Who are three people who have never been in my kitchen?


By LUIGI NOVI on Saturday, July 15, 2006 - 2:38 am:

1. Night Court. Bull went on a question & answer show.

2. Gilligan's Island. I think the episode where the Howell's found out they weren't really married after all.

3. Friends. One or two eps, in fact. An earlier one in which they played poker against one another. Yet another in which Joey and Chandler faced off against Rachel and Monica in a trivia game devised by Ross to see how knew more about the other. Although one side was male and the other female, I'm not sure if this qualifies under your rules.

4. Perfect Strangers and Friends, (See my 10.6.05. post.)

5. Laverne & Shirley. I'd say Three's Company too, but that was in the last scene of the series finale, and turned into an entire new spinoff, Three's Company, so I don't think it qualifies as "rest of the series' run."

6. Can't think of one.


By ScottN on Saturday, July 15, 2006 - 11:38 am:

3. Friends Don't forget the episode where Joey was auditioning for the host of "Bamboozled!"


By LUIGI NOVI on Saturday, July 15, 2006 - 9:54 pm:

Oh yeah.

And as for #1, wasn't there a sitcom in which the characters went on Family Feud, or something?


By Todd Pence on Tuesday, July 18, 2006 - 9:33 pm:

FIRST ROUND:

#1: The Fugitive: In the second-season episode "Escape Into Black", Dr. Richard Kimble contracts amnesia after receiving a head injury in the explosion of a diner's oven.

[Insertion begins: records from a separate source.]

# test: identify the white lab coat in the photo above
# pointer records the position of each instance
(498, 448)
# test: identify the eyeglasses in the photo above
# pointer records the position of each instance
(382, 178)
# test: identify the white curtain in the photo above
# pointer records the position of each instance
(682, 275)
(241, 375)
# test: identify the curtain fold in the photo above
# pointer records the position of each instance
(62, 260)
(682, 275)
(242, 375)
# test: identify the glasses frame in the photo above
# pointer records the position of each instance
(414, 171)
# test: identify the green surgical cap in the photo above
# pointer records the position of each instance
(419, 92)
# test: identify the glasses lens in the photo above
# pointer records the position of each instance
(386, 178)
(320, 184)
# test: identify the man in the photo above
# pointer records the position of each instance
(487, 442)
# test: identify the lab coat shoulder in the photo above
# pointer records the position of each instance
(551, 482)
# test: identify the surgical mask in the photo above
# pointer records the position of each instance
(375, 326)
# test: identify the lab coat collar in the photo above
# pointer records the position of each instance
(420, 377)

When he learns his true identity, he wonders if he is really guilty and considers turning himself in to Lt. Gerard.

#5: The Prisoner, I'm not sure but I think the episode is called "Free For All".

#8: In the Incredible Hulk episode "Captive Night" David Banner gets trapped in both places specified and each instance triggers his transformation into the Hulk. First he is locked in an elevator shaft with the elevator about to come loose from its cable and drop on him. Then, he is later locked in the money vault of a department store.

#10: The Brady Bunch: The Brady family gets chosen for a role in a detergent commercial, but the director becomes fed up with their "method acting" approach.

ROUND TWO:

#1: On an episode of the A-Team, Dwight Schultz's Howling Mad Murdock character appears on Wheel of Fortune.

#2: Happy Days, when Ralph and Potsie shared an apartment. (I'm not sure at all, but I think something similar may have happened on Welcome Back Kotter when Vinnie got his own apartment).

#3:#10: The Brady Bunch: TWO seperate instances. In the earlier episode, the boys go up against the girls in a card-house building contest for the right to determine how a book of stamps will be spent. In a much later segment, Greg faces off against Marsha in a driving contest in which the two try to stop as close as they can to a traffic cone without knocking an egg off of it. The girls win both contests, albeit the first time on a technicality (Tiger knocks over the card house on the boys' turn).

#4: Again, The Brady Bunch. See number 10 in the "Round One" listing.

#6: Yet once again, this happened in The Brady Bunch, a veritable repository of TV sitcom cliches.